Jean nodded, grateful.

It was good to talk to Eren again, good to laugh, but it wasn’t as easy as talking to Marco. Jean kept finding himself on the edge of turning to through a comment to the other man before he remembered he wasn’t there. If Eren noticed, he was kind enough not to mention it.

Actually, he definitely just didn’t notice.

 

 

**Day Seventeen**

Eren was leaving already. He dropped by early to say his farewell. Jean stood out in the hall with him, feeling all too surreal.

“Where are you even going?” he asked, leaning back against the wall and rubbing wearily at his eyes. “I mean, you just go back and you already have to leave?”

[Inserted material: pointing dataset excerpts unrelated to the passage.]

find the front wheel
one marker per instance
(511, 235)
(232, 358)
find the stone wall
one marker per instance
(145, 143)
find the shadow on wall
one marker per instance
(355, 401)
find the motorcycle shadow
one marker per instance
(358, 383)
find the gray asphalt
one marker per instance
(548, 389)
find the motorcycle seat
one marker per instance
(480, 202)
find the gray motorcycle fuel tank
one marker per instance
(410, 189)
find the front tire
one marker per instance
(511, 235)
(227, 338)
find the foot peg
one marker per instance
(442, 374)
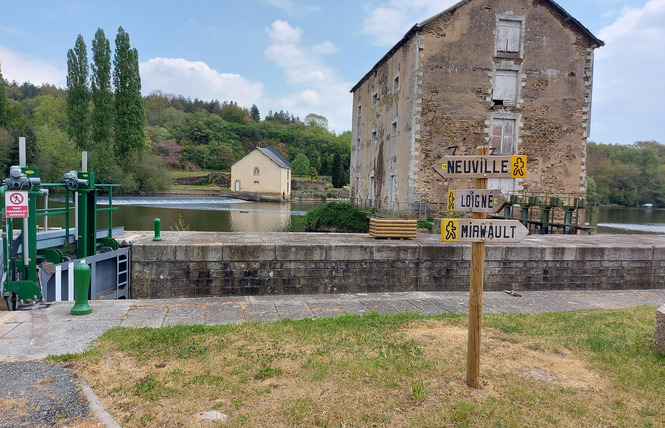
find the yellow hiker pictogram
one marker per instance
(449, 230)
(518, 166)
(450, 202)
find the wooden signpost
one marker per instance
(479, 201)
(464, 230)
(475, 200)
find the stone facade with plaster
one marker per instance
(512, 74)
(263, 171)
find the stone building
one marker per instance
(264, 170)
(512, 74)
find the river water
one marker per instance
(631, 220)
(235, 215)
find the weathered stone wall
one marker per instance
(554, 100)
(448, 72)
(193, 264)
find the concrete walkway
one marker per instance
(37, 333)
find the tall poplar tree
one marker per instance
(78, 95)
(101, 128)
(129, 111)
(3, 101)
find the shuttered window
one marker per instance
(503, 136)
(508, 35)
(505, 87)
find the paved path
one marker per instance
(37, 333)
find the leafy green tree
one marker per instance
(312, 173)
(143, 172)
(230, 112)
(300, 164)
(78, 96)
(50, 111)
(7, 149)
(129, 111)
(338, 174)
(3, 101)
(102, 95)
(57, 153)
(317, 120)
(254, 113)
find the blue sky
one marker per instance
(305, 55)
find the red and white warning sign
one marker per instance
(16, 204)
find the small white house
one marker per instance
(264, 170)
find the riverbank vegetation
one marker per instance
(138, 141)
(337, 217)
(586, 368)
(627, 175)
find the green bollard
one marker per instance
(81, 288)
(158, 230)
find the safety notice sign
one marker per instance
(16, 204)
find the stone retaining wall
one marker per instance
(191, 264)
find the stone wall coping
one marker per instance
(655, 243)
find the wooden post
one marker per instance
(476, 293)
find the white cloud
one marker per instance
(388, 23)
(628, 77)
(282, 33)
(196, 79)
(318, 88)
(285, 5)
(21, 68)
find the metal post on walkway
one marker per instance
(476, 293)
(81, 289)
(158, 229)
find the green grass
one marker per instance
(588, 368)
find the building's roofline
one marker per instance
(565, 16)
(275, 156)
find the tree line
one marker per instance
(626, 175)
(136, 141)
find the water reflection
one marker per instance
(631, 220)
(207, 214)
(235, 215)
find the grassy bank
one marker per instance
(590, 368)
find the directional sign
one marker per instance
(482, 166)
(475, 200)
(496, 231)
(16, 204)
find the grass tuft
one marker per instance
(587, 368)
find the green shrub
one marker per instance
(336, 217)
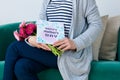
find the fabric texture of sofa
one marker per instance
(100, 70)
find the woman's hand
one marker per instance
(65, 44)
(32, 41)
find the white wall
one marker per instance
(20, 10)
(111, 7)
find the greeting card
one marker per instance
(49, 32)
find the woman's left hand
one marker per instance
(65, 44)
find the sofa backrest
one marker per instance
(6, 32)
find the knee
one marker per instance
(21, 67)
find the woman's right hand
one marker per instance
(32, 41)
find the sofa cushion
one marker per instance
(109, 44)
(97, 43)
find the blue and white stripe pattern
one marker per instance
(60, 11)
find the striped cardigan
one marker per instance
(85, 27)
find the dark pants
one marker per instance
(23, 62)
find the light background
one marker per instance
(26, 10)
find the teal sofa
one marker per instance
(100, 70)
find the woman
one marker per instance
(82, 26)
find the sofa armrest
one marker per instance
(6, 32)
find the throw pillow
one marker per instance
(97, 43)
(109, 44)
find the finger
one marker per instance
(58, 43)
(46, 47)
(62, 46)
(65, 49)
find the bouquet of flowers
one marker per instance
(28, 29)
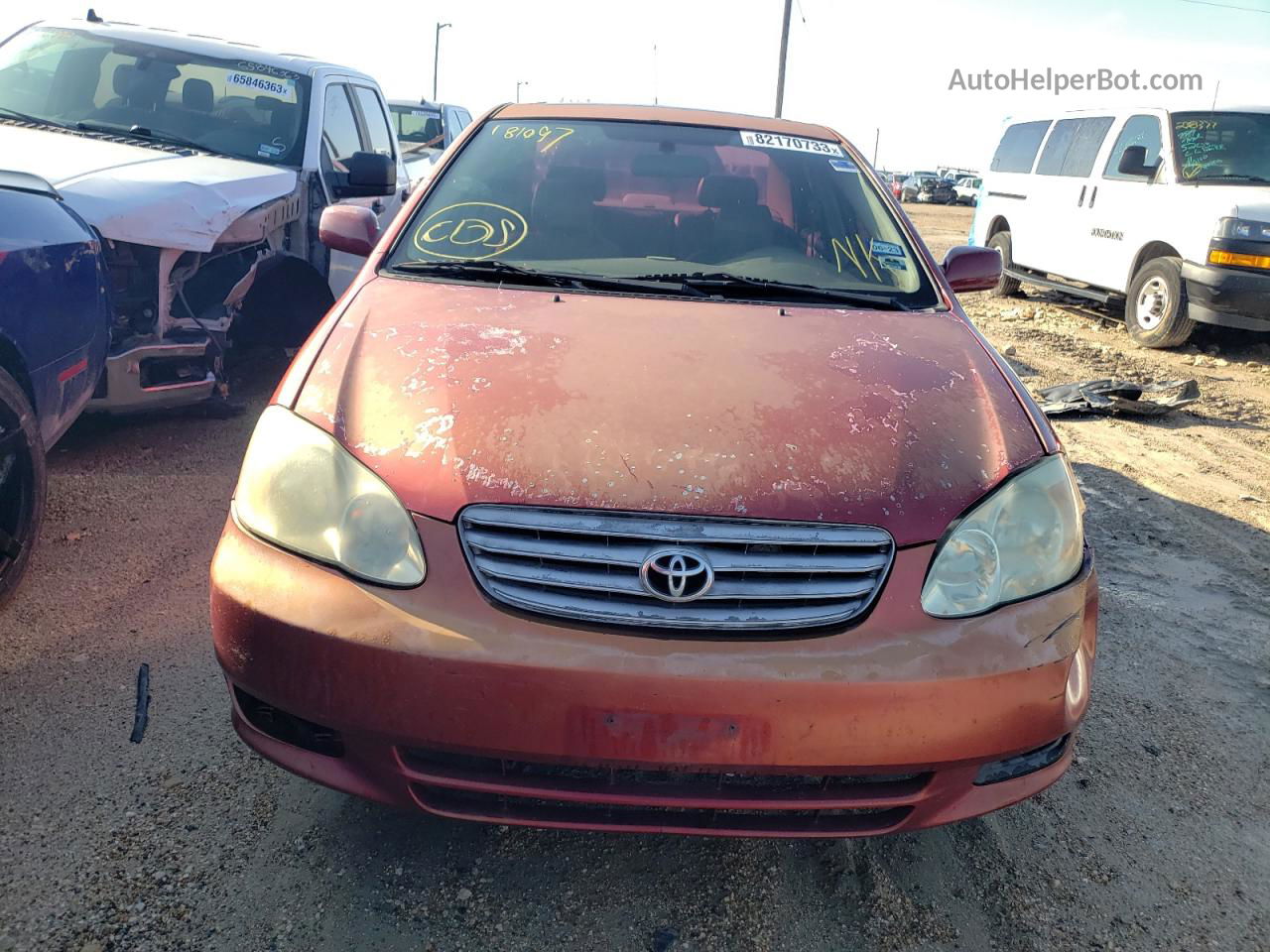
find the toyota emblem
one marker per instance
(676, 575)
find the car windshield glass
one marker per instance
(231, 107)
(626, 199)
(418, 127)
(1223, 148)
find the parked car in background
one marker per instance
(812, 563)
(204, 166)
(55, 326)
(425, 131)
(928, 188)
(966, 189)
(1167, 211)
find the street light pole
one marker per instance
(436, 59)
(785, 46)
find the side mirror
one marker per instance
(370, 176)
(348, 227)
(971, 268)
(1133, 162)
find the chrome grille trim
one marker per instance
(584, 565)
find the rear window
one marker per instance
(633, 198)
(1017, 149)
(417, 127)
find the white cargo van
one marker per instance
(204, 166)
(1169, 211)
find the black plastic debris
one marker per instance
(143, 714)
(1118, 397)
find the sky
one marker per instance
(876, 72)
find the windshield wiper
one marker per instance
(512, 275)
(490, 270)
(140, 132)
(28, 117)
(716, 281)
(1230, 177)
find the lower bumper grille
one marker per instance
(619, 796)
(657, 819)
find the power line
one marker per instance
(1227, 7)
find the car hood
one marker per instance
(458, 394)
(141, 194)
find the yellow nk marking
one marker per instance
(844, 249)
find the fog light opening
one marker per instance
(289, 728)
(1023, 765)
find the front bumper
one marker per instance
(435, 698)
(155, 376)
(1225, 296)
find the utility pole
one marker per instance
(785, 46)
(654, 73)
(436, 59)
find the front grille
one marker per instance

“I only came back to see how you were getting on.” Eren scuffed the toe of his shoes against the floor.

“So where…?

“Elsewhere,” was his evasive reply. He looked up with a smile, touched his arm, and turned to leave.

“Hey, Eren,” he called out, making his friend turn quizzically. “Be…safe. Or whatever.” It was easier than saying don’t get killed, don’t get eaten. It was easier than asking if he’d ever see him again.

 

 

 

**Day Eighteen**

Marco was gone, as he so often was in the morning. When the door opened to reveal Hanji wearing a huge smile, Jean slid uncertainly to his feet.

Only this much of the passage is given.